Evidentemente il terrorista Netanyahu, a capo di quel piccolo stato
canaglia sta cercando di allargare i confini della sua sporca guerra
genocida per nascondere il suo isolamento politico per la sua pratica
Genocida ormai sotto gli occhi del mondo intero. Condanne verbali,
ammonimenti perché …non si creino le condizioni di un Genocidio …,
perché la fame non venga utilizzata come arma di guerra … e, mentre
tutto questo invece accade, e si distruggono ospedali e si cancellano i
morti seppellendoli con le ruspe, si uccidono centinaia di giornalisti
in maniera mirata e si chiude Al Jazeera perché non possa testimoniare
il possibile ultimo atto della Soluzione Finale a Gaza.Ospedale di Al
Shifa distrutto dall’aggressione israeliana con decine di morti.

L’ultimo crimine sionista è l’assassinio deliberato di 7 operatori
umanitari che lavoravano per la Ong statunitense World Central Kitchen,
“colpevoli” di portare aiuti umanitari e di distribuire cibo alla
popolazione affamata. Il dato “nuovo” è che, davanti all’ipocrita
sconcerto mondiale, c’è stata la sostanziale rivendicazione della
strage da parte di Netanyahu.

Noi non ci stupiamo di questo perché è evidente il vero e centrale
obiettivo dell’entità sionista Israele che è quello
dell’annientamento, della pulizia etnica e del Genocidio del popolo
Palestinese. Un via libera allo sterminio volta per volta mascherato dal
“diritto alla difesa”, dalla risposta e dalla caccia al
“terrorista”, dal distorto presupposto dell’univoco “Mai
Più”, dal diritto al Genocidio Palestinese in base ad un diritto
“divino” e dall’immane tragedia dell’Olocausto. Un’
intoccabilità che fin ad ora gli ha garantito l’immunità per ogni
crimine, per un’occupazione che dura da quasi 80 anni con un costo
immenso di vite Palestinesi immolate al progetto sionista, colonialista,
razzista e suprematista di una Grande Israele senza più Palestinesi.
Quasi 6 mesi di devastazione e circa 33.000 morti rappresentano il dato
eclatante che allo Stato Ebraico occupante è permesso tutto mentre al
popolo occupato viene imposto di essere annientati senza potersi
difendere, perché il terrorismo dello stato israeliano viene chiamato
“guerra legittima” mentre l’autodifesa della Resistenza
Palestinese viene chiamata e criminalizzata come terrorista.

Ma dopo 6 mesi la Palestina resiste, violentata, affamata ma non
fiaccata dalla violenza dell’occupazione militare sionista.
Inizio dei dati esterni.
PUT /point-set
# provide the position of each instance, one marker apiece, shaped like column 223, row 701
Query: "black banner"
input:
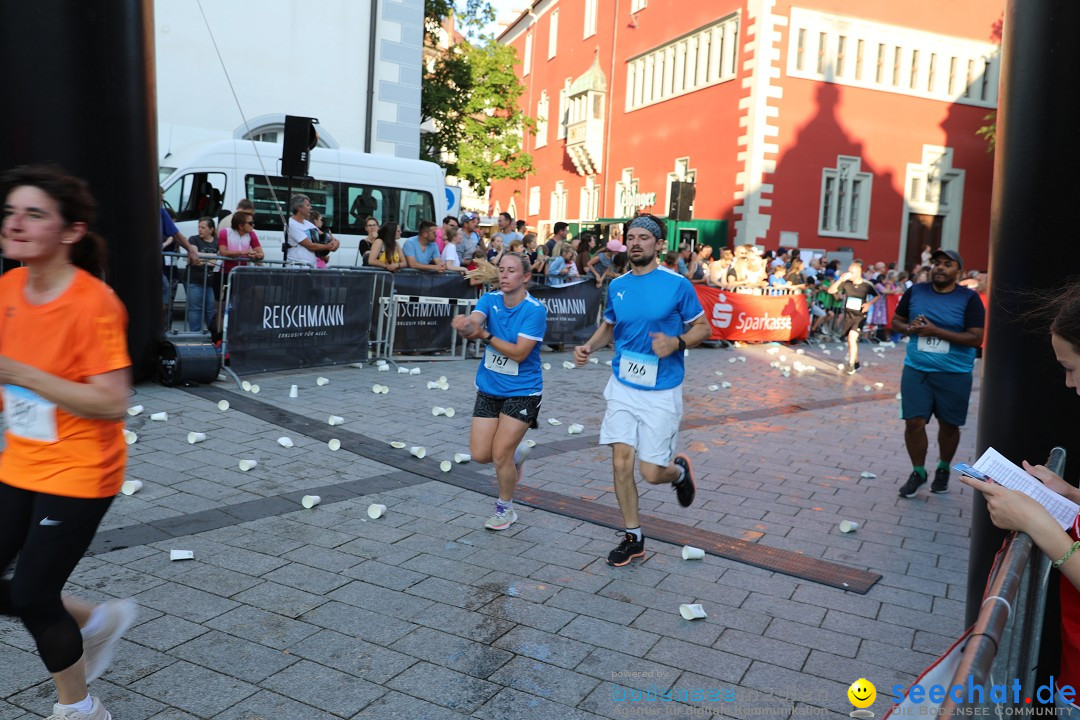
column 572, row 311
column 287, row 318
column 424, row 327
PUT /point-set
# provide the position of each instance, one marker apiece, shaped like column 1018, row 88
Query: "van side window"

E oggi
possiamo parlare ancora di Palestina grazie a questa Resistenza.

Una Resistenza che permette ancora oggi sotto le bombe americane da 990
chili, i proiettili europei e italiani contro le code in attesa di cibo,
la fame e la sete come armi di distruzione di massa, gli stupri per il
disprezzo razzista, i soprusi e le violenze quotidiane dei chek -point,
dell’assedio militare ed economico di Gaza che dura da quasi 20 anni e
non dall’ottobre 2023, dei muri dell’Apartheid, dell’esproprio
violento della terra Palestinese da parte dei coloni in Cisgiordania,
della negazione al diritto a esistere e all’autodeterminarsi, questa
Resistenza di popolo sta ancora permettendo il sogno di una Palestina
libera ed unificata. Un sogno e una prospettiva di vita migliore che non
è mai morto e non potrà mai morire.

Perché vive nel cuore di ogni Palestinese, Resistente o profugo
disarmato, ragazza, ragazzo bambino o bambina, donna o uomo in grado di
prendere in mano un’arma o una pietra e lanciarla contro
l’occupante. Perché Pace in Palestina vuol dire il ritorno dei
profughi, vuol dire il riconoscimento del torto storico subito, vuol
dire un lungo e difficile processo di pace che ponga le condizioni per
un libero processo di Autodeterminazione con l’obiettivo di un unico
stato dove etnie, religioni e culture diverse possano e debbano
convivere senza fondamentalismi religiosi, un processo di pace e di
Autodeterminazione che releghi il sionismo tra le pagine buie e superate
dalla storia. Un difficile ma possibile obiettivo di lunga durata che
possa garantire stabilità e Pace in Palestina.

Il primo passo è però ora e subito un immediato e duraturo cessate il
fuoco e il ritiro delle truppe d’occupazione. La cessazione
dell’invio di altre armi Usa e Ue ad Israele. La possibilità di invio
e di distribuzione di generi alimentari e cure mediche per il popolo
Gazawi. Il rilascio delle migliaia di prigionieri palestinesi. Il blocco
degli insediamenti in Cisgiordania.

Per l’Esistenza, la Resistenza, il diritto alla libera
Autodeterminazione del popolo Palestinese.